I howled a warning howl into the night. Aaron looked up at me and then hunkered down into a ball. Jackal did the same. And with what little control I had left I summoned my Power from deep inside and let it burst out of me like an exploding star. The flames engulfed me, my fur, my soul, but they weren’t the crude flames the wolf had summoned at the cabin; these flames were silver, bright, and so cold they burned.
Moon Fire.
As the light of my flames touched the hooded men, their pale, exposed flesh began to burn and peel off in disgusting ways. A chorus of hisses erupted around me and the attackers retreated, scattering away from Aaron and Jackal like rats. Burning embers of silver flame fell from the sky all around and landed in the dirt only to burn out on their own, but before that time came the hooded men would be long gone.
The wolf ceded control of my body and I fell onto my knees in my human flesh. I crawled, scrambling toward Aaron whose body was now also changing shape, shrinking, but he wasn’t moving. I could smell the blood and burned flesh on him as I approached, could hear the ugly hissing sound his singed skin made, and my heart sank. His back, arms, and chest were covered in slashes and open wounds. Some were bleeding, others weren’t. But each looked like they were blindingly painful.
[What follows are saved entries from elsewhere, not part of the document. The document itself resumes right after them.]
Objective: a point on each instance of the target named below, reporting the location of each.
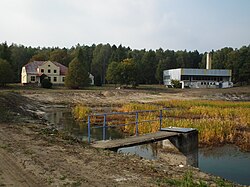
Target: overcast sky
(151, 24)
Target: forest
(148, 65)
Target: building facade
(199, 78)
(35, 72)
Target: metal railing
(120, 119)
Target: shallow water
(227, 161)
(63, 120)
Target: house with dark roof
(36, 71)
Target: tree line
(123, 65)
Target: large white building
(34, 72)
(199, 78)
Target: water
(63, 120)
(227, 161)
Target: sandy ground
(32, 154)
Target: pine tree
(77, 75)
(6, 73)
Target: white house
(199, 78)
(36, 71)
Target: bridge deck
(134, 140)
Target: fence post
(160, 119)
(88, 128)
(136, 123)
(104, 127)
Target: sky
(200, 25)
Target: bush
(46, 83)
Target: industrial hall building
(199, 78)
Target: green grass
(188, 181)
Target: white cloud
(146, 24)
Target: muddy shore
(32, 153)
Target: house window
(33, 78)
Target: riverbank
(33, 153)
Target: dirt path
(31, 156)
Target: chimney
(209, 61)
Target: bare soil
(34, 154)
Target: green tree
(77, 75)
(60, 55)
(101, 56)
(113, 73)
(6, 73)
(149, 65)
(162, 65)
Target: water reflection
(228, 162)
(63, 120)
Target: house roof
(31, 67)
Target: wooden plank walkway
(133, 140)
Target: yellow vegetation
(80, 112)
(218, 122)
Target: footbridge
(184, 141)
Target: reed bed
(218, 122)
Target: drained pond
(226, 161)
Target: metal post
(136, 123)
(89, 129)
(160, 119)
(104, 127)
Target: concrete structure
(199, 78)
(35, 72)
(176, 145)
Aaron’s hands were balled into fists and he was gritting his teeth to stop himself from groaning. I grabbed his hand as tears flooded my eyes, called to him, but he made no response. A heart-beat later I felt the strength leave his fingers, and Aaron stopped moving entirely.
“Aaron!” I said, tapping his face, but he was unresponsive. “Aaron!”
The evening wind picked up the sound of my scream and carried it out into the darkest corners of the night.
Chapter Twenty Three
We were under attack. Between the three of us, we were able to drag Aaron back into the house and put the wards back into place, drawing a barrier between us and the hooded men. We had thought we’d scared them away out in the field, but the hooded men came again. I could see them and hear them, harrying the house like predators looking for a weak spot to tear into.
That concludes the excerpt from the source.